Scientists at the Lawrence Livermore National Lab in California on December 5 for the first time briefly achieved a net energy gain in a fusion experiment using lasers, the U.S. Energy Department said. The scientists focused a laser on a target of fuel to fuse two light atoms into a denser one, releasing the energy.

Kimberly Budil, the director of Lawrence Livermore, told reporters at an Energy Department event that science and technology hurdles mean commercialization is probably not five or six decades away, but sooner. “With concerted effort and investment, a few decades of research on the underlying technologies could put us in a position to build a power plant,” Budil said.

Scientists have known for about a century that fusion powers the sun and have pursued developing fusion on Earth for decades.

The experiment briefly achieved what’s known as fusion ignition by generating 3.15 megajoules of energy output after the laser delivered 2.05 megajoules to the target, the Energy Department said.

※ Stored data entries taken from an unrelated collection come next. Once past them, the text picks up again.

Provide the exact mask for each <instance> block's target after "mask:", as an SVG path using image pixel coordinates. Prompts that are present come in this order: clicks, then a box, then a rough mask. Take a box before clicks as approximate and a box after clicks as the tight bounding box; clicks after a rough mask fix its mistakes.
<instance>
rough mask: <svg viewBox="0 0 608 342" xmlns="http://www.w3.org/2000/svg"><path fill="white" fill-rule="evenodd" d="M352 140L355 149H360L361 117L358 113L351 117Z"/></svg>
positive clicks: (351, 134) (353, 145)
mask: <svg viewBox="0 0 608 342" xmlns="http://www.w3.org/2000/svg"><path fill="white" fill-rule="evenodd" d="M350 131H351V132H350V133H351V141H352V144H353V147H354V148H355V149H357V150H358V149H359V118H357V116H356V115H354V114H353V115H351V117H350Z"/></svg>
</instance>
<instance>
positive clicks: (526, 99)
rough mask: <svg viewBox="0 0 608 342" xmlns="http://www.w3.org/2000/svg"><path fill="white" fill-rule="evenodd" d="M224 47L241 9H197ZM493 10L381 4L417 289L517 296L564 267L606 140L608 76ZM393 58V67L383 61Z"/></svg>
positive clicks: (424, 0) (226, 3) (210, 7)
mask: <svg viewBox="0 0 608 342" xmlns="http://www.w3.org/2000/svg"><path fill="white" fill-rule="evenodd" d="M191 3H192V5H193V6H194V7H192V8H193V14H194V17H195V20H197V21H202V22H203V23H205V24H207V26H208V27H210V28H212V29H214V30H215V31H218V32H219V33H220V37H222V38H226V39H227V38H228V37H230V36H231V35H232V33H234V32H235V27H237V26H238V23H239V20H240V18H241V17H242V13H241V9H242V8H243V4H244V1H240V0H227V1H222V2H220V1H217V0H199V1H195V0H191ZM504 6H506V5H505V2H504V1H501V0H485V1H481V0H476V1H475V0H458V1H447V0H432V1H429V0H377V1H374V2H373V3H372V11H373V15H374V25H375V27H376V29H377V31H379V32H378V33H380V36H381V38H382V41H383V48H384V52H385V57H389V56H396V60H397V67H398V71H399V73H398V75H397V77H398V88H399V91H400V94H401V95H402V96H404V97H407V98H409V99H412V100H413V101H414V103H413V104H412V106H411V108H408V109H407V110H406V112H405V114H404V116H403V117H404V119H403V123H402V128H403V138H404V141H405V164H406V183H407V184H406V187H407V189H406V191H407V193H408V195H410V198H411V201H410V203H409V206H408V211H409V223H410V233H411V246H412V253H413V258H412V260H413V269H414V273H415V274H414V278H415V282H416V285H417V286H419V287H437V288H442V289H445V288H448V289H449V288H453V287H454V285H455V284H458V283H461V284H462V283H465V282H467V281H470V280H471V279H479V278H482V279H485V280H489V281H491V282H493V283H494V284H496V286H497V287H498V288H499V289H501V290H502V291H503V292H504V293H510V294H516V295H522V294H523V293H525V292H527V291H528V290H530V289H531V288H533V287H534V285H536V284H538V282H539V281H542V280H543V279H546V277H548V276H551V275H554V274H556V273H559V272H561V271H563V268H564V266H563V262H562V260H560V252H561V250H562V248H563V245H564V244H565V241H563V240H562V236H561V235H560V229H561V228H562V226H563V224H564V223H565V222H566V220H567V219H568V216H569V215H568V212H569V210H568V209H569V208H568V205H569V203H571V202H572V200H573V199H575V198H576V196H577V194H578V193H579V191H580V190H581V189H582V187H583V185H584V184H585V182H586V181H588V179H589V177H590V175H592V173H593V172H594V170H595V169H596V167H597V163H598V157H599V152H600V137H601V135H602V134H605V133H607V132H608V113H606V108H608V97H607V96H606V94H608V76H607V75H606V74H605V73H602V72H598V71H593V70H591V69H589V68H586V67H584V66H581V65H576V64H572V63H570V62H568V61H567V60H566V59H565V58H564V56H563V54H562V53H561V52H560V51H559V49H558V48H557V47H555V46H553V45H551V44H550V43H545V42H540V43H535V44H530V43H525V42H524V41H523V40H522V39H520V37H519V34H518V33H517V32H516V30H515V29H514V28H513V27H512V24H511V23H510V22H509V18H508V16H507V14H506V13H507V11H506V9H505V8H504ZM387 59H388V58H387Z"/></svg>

Arati Prabhakar, director of the White House Office of Sciences and Technology Policy, who heard about fusion at Livermore when she worked there briefly in 1978 as a teenager, said the experiment represents a “tremendous example of what perseverance can achieve.”

Nuclear scientists outside the lab said the achievement will be a major stepping stone, but there is much more science to be done before fusion becomes commercially viable.